La historia se repite.

Por varias décadas se ha creído que el colesterol es malo. De hecho, hasta la fecha en general es una creencia que se sigue promoviendo hasta por profesionales de la salud que deberían estar actualizados.

Pero como ya hemos abordado antes, ahora sabemos que el colesterol no es ni malo ni bueno, que de hecho puede ser mucho más bueno que malo, que el colesterol que se considera malo no tiene que ver con el colesterol que consumimos, y que el principal problema que se le atribuye al colesterol ni siquiera es su culpa.

La evidencia de todo esto es tan contundente que poco a poco las instituciones profesionales que siempre promovieron esta idea de que el colesterol es malo, ya lo están borrando de sus recomendaciones. Claro que a nadie le están avisando para que no suene a que por décadas estuvieron equivocados.
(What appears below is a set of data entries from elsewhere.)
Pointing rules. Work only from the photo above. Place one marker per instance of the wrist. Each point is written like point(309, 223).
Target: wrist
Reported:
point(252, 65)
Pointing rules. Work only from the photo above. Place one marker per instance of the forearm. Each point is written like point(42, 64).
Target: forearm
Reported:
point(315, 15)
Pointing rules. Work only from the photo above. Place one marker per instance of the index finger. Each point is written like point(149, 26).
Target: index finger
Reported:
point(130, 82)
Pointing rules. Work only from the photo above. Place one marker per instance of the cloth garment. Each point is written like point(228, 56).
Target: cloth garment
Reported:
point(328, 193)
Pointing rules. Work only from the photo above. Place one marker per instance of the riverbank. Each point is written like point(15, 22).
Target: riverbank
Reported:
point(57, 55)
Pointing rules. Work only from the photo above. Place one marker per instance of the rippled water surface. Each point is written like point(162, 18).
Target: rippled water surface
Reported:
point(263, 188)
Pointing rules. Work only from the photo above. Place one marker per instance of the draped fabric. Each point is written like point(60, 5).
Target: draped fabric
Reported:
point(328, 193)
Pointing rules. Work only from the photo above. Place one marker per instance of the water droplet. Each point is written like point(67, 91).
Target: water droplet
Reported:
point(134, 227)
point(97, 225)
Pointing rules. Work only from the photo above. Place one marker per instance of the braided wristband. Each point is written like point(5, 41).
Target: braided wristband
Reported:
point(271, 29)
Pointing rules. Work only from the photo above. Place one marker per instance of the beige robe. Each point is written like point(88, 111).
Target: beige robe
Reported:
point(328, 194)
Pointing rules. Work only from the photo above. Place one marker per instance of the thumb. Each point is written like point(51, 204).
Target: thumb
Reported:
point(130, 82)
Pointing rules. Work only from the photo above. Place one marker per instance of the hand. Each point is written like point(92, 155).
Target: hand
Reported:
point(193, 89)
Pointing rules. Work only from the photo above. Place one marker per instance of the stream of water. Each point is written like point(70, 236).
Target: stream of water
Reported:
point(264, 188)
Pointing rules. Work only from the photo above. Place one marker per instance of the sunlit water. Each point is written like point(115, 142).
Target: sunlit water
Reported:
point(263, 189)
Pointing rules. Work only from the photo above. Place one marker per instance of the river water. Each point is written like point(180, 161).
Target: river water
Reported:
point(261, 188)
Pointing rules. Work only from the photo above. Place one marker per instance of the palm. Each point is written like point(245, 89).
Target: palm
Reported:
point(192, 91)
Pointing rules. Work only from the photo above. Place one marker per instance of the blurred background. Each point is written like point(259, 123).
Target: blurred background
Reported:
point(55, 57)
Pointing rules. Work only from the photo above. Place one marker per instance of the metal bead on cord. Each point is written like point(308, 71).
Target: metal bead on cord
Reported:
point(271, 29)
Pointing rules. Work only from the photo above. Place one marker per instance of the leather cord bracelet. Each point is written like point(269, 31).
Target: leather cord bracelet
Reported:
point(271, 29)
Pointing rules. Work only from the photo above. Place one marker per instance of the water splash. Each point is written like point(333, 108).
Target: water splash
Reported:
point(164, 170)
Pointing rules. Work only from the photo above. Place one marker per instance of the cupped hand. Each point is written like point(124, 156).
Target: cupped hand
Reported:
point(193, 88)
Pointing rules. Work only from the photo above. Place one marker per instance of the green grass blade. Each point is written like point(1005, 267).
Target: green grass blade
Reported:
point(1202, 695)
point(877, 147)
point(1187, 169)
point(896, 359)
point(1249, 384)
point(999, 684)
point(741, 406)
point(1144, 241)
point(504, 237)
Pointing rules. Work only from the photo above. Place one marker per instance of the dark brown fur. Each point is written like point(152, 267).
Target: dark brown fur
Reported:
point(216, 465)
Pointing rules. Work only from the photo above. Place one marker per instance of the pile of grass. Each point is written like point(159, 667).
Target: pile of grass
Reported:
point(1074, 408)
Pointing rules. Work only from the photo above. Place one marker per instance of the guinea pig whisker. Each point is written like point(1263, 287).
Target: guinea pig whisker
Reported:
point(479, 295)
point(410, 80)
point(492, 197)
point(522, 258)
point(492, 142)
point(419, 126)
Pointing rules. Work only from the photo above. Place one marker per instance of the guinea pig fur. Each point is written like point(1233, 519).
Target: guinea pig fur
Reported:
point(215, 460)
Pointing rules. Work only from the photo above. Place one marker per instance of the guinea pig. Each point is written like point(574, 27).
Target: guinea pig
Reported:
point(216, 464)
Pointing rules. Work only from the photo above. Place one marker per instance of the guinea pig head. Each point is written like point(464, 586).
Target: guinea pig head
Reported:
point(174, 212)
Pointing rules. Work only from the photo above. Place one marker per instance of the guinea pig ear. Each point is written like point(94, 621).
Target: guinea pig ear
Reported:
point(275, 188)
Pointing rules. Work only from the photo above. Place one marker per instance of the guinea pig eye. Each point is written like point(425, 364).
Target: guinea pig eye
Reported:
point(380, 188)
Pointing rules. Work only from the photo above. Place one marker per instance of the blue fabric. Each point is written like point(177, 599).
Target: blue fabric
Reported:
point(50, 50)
¿Qué tiene que ver esto con la ahora famosa sustancia conocida como TMAO? Veamos.

¿Qué es TMAO?

TMAO son las siglas de la sustancia Oxido-N de trimetilamina. Aunque suena a compuesto químico artificial peligroso, es un derivado natural del metabolismo de nutrientes como la colina. La colina es un aminoácido que conseguimos de la desaminación de las proteínas, como las que conseguimos de las carnes.

Para convertirse en oxido-N, la trimetilamina es modificada en el hígado. Pero antes de eso, la TMA es producida principalmente por algunas especies de nuestra flora intestinal, precisamente a partir de la colina y otros aminoácidos. Y esto siempre ha sido así. Sin embargo, el TMAO es el nuevo chico malo de la cuadra. Como alguna vez lo fue el colesterol. O al menos eso es lo que parecen indicar artículos periodísticos y algunos estudios nutricionales que se han estado llevando a cabo en las últimas dos décadas.

Abordar este tema es importante porque estos estudios y reportes en la prensa suenan muy similares a los que hasta la fecha seguimos encontrando que relacionan la grasa en las carnes con el colesterol en nuestras arterias. Esto ha hecho entrar en duda a algunas personas que ya estaban dejando de creer ese mito, y que dejaron de tenerle miedo a las carnes rojas. Ahora le tienen miedo al TMAO.

¿Por qué ahora el TMAO?

De manera muy similar al colesterol, el TMAO se está convirtiendo en “marcador de riesgo” de problemas de salud primero por una simple razón: se puede medir fácilmente con una muestra de sangre. La segunda razón también es demasiado similar al caso del colesterol: se ha relacionado indirectamente con la incidencia de enfermedad cardiovascular.

Déja vu.

Según esta relación que analizaremos más a fondo más adelante, si tus niveles de TMAO son altos, el médico que conozca lo que se ha publicado hasta ahora sobre este compuesto, recomendará reducirlos. Más de 10 μM se consideran riesgo cardiovascular alto, entre 6. 2 y 9.9 se considera intermedio, y menos de 6.1 riesgo normal.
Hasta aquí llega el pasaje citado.